Candidates Finally Talked About Paid Leave — But They’re Still Missing the Point
Maternity leave isn’t going to help a woman who’s being demoralized at work and “managed out” of her job simply for getting pregnant.
Wednesday night’s Democratic presidential debate was moderated (for the first time this campaign cycle) entirely by women, so we finally got to hear about how candidates plan to tackle issues like paid family leave, the high cost of child care, equal pay and — for a rousing few minutes — reproductive rights. The four female journalists wasted no time getting down to these so-called “women’s issues” that have largely gone undiscussed. In fact, it was only the fifth time since 1996 that debate moderators have asked about paid family leave and the third time a question has been asked on child care, despite those needs being top of mind for many American voters, according to new analysis by TIME’S UP.
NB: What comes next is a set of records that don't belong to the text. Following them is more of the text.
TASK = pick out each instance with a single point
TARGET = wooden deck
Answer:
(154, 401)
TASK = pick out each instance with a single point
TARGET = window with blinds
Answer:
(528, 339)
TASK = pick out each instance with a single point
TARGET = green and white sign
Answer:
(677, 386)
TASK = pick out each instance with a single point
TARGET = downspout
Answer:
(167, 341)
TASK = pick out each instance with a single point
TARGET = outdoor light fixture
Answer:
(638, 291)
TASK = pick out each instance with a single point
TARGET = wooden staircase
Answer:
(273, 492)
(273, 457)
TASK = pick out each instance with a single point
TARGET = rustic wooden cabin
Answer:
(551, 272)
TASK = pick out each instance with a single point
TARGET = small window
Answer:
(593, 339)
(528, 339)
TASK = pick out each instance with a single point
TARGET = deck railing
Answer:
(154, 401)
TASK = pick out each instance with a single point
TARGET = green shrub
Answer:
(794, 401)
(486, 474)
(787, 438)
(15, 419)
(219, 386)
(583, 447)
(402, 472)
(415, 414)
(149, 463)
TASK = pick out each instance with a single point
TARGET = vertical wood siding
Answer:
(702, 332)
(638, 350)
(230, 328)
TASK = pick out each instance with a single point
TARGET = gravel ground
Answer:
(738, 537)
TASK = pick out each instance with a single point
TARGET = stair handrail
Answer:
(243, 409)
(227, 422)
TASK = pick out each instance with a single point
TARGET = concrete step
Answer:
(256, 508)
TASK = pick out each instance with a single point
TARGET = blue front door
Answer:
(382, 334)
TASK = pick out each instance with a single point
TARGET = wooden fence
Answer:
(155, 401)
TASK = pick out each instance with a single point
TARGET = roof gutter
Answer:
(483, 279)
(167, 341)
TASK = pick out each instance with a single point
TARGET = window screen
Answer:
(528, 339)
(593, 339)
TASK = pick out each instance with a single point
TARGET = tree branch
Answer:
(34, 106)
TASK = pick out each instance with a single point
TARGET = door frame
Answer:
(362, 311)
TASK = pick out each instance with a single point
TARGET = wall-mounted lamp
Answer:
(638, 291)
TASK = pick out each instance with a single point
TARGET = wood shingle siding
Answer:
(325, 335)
Moderator Ashley Parker of the Washington Post first put the question to entrepreneur Andrew Yang, who pointed out: “There are only two countries in the world that don't have paid family leave for new moms, the United States of America and Papua New Guinea. That is the entire list. And we need to get off this list as soon as possible.” (Sadly true.) Yang proposed giving American parents each $1,000 to help defray the cost of childcare or staying home with their kids.
Minnesota Sen. Amy Klobuchar proposed three months of paid family leave, saying, “We are way behind the curve.” California Sen. Kamala Harris doubled that to propose a full six months of paid leave: “Many women are having to make a very difficult choice whether they're going to leave a profession for which they have a passion to care for their family, or whether they are going to give up a paycheck that is part of what that family relies on,” she said.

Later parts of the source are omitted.